Le capitaine Orban, des pompiers de Charleroi, a pris sa retraite après 42 ans de carrière.
Le capitaine Orban, des pompiers de Charleroi, a pris sa retraite après 42 ans de carrière. - F.VH.

Après 42 ans de carrière, le capitaine Roger Orban a pris sa retraite

Roger Orban a rejoint les pompiers de Thuin en 1978, à 21 ans, en tant que volontaire. Au cours de sa longue carrière, il est monté en grade pour devenir pompier à temps plein. Passionné par son métier, il est passé d’officier à lieutenant en 2015 et enfin capitaine en 2016, à Marcinelle. Finalement, après 42 ans de carrière et de très nombreux services rendus à la population du Pays Noir, Roger Orban a quitté les pompiers de Charleroi le 25 décembre dernier.

F.VH.

Après sa dernière nuit de garde, au matin de Noël, de nombreux collègues se sont déplacés pour un magnifique hommage. « Ils ont sorti les camions.
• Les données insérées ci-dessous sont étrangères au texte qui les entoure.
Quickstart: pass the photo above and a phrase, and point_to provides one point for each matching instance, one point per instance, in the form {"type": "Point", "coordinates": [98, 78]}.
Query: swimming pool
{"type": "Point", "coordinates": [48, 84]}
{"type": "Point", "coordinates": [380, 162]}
Il y avait aussi mes collègues de Thuin. Je ne m’y attendais pas du tout », confiait-il, la voix tremblante d’émotion. « C’est une grande page qui se tourne pour moi. Je vais maintenant m’occuper de mes neuf petits-enfants et de mes quatre enfants, pour rattraper le temps perdu. » Bon vent, capitaine Orban !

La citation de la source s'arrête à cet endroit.